# newbie is building a dining table



## bobbydacron (Jul 8, 2012)

So I thought it was going to be all sooooo easy and now I am wigging out. I am building a very wide table 45" (and a bit) x96", yeah I am getting ready to invite the whole neighbourhood for thanksgiving this year. I am using 8/4" x 2" x 8" rough hewn white pine to get rustic look to it. I figured glue the sides, perhaps add some biscuits, use 3 clamps going across and then sand and stain as required. 

Boy, was I wrong. So now I am wigging out...the first thing is that the 48" clamps are not wide enough, and trawling the internet has become even more confusing. 

I definitely need any advice anyone can give me. My 3 clamps dont fit and I can't figure out if I even need to add the biscuits.


----------



## firemedic (Dec 26, 2010)

Welcome, being you are pretty new to the forum.


I'm headed for the bed - but rest assured that I'll help you in the morning.


----------



## Steve Neul (Sep 2, 2011)

You might post a sketch of what you are building so everyone will be on the same page. Normally when someone makes a table top 45"x96" they run the wood lengthwise so your 48" clamps would work. Anyway if you go to a plumbing supply you could pick up 3 pieces of 3/4" black pipe 10' to make pipe clamps long enough to make a glue up that long. Then later you could cut them in two and it would give you the pipes for 6 clamps. My opinion of biscuits is they add strength to the joint but they are so small it adds a very small strength to the joint. A spline joint would be more effective.


----------



## MissionIsMyMission (Apr 3, 2012)

Just make some clamp extensions from some scrap 2x material and some deck screws...









I agree that Splines would be the way to go for alignment and strength.
Pics of the project would help a lot too!!!


----------



## bobbydacron (Jul 8, 2012)

*Thanks everyone, here are my pictures*

Again, i appreciate everyones help here, hopefully I am not trying anyone's patience. I have probably bitten off a bit too much...but hey I've done worse things that mess up a few planks of wood.


----------



## Steve Neul (Sep 2, 2011)

Your not trying anyones patience. We would like you to get all the information you need and you've only bitten off too much if you give up. 

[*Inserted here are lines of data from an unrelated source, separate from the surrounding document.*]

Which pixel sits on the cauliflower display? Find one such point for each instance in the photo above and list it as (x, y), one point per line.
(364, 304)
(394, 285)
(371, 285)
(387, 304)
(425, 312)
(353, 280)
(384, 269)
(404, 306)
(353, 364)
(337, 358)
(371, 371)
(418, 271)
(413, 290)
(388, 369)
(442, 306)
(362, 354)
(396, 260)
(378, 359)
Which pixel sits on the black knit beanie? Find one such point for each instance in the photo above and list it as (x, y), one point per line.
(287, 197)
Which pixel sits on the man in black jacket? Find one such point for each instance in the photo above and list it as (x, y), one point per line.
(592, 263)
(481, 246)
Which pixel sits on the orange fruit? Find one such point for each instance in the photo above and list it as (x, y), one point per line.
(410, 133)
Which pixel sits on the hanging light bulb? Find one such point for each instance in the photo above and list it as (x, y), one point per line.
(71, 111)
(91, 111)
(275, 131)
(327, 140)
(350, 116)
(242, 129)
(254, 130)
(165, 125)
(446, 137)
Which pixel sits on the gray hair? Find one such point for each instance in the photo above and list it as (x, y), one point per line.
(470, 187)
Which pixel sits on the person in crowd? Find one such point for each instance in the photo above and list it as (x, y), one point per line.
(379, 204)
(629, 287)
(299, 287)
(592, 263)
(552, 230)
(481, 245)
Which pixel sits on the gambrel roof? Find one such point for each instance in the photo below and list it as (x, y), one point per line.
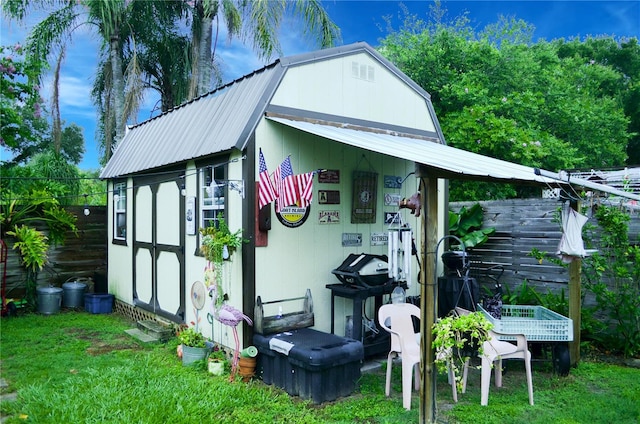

To me it looks like you need to true up the joints. The glue joints need to fit tight without clamps. I'm wondering if you have a jointer to straighten the wood for the glue up. This would be very helpful. If not and you have a table saw you could attach a straightedge to the wood and trim them straight. I see you are using bar clamps. You might consider making the top a little smaller or purchase some pipe clamps. With pipe clamps you can make them up to 10' long.


----------



## bobbydacron (Jul 8, 2012)

Thanks Steve for the kind words. The mill cut each piece to be straight, so i do feel relatively good about that. Unfortunately, as you can tell by my garage, I dont have a jointer or a table saw. The bar clamps are about 1/4" too narrow, even though they are 48" the internal measurement is only 44 3/4" (as Seinfeld would say....Newman!!!). I am going to explore getting pipe tomorrow, again I am new at this so I'm blundering through. Do you think that I need to do spline joints or could I get away with not doing that?


----------



## firemedic (Dec 26, 2010)

"The mill cut them straight"... while I appreciate what you are saying, that's never really "straight" once you bring that into the furniture world. 

If you knew someone with a jointer, planer and table saw 90% of your problems would disappear. Have you considered contacting a local cabinet shop and outsourcing it for a couple bucks?

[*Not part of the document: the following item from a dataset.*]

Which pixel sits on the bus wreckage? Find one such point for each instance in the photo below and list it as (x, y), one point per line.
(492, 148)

Pipe clamps are certainly a great option - are those bar clamps from Horrible Fright? I tried those a few years back and they were pretty bad. Their 3/4" pipe clamps are not bad at all though.


----------



## bobbydacron (Jul 8, 2012)

firemedic said:


> "The mill cut them straight"... while I appreciate what you are saying, that's never really "straight" once you bring that into the furniture world.
> 
> If you knew someone with a jointer, planer and table saw 90% of your problems would disappear. Have you considered contacting a local cabinet shop and outsourcing it for a couple bucks?
> 
> Pipe clamps are certainly a great option - are those bar clamps from Horrible Fright? I tried those a few years back and they were pretty bad. Their 3/4" pipe clamps are not bad at all though.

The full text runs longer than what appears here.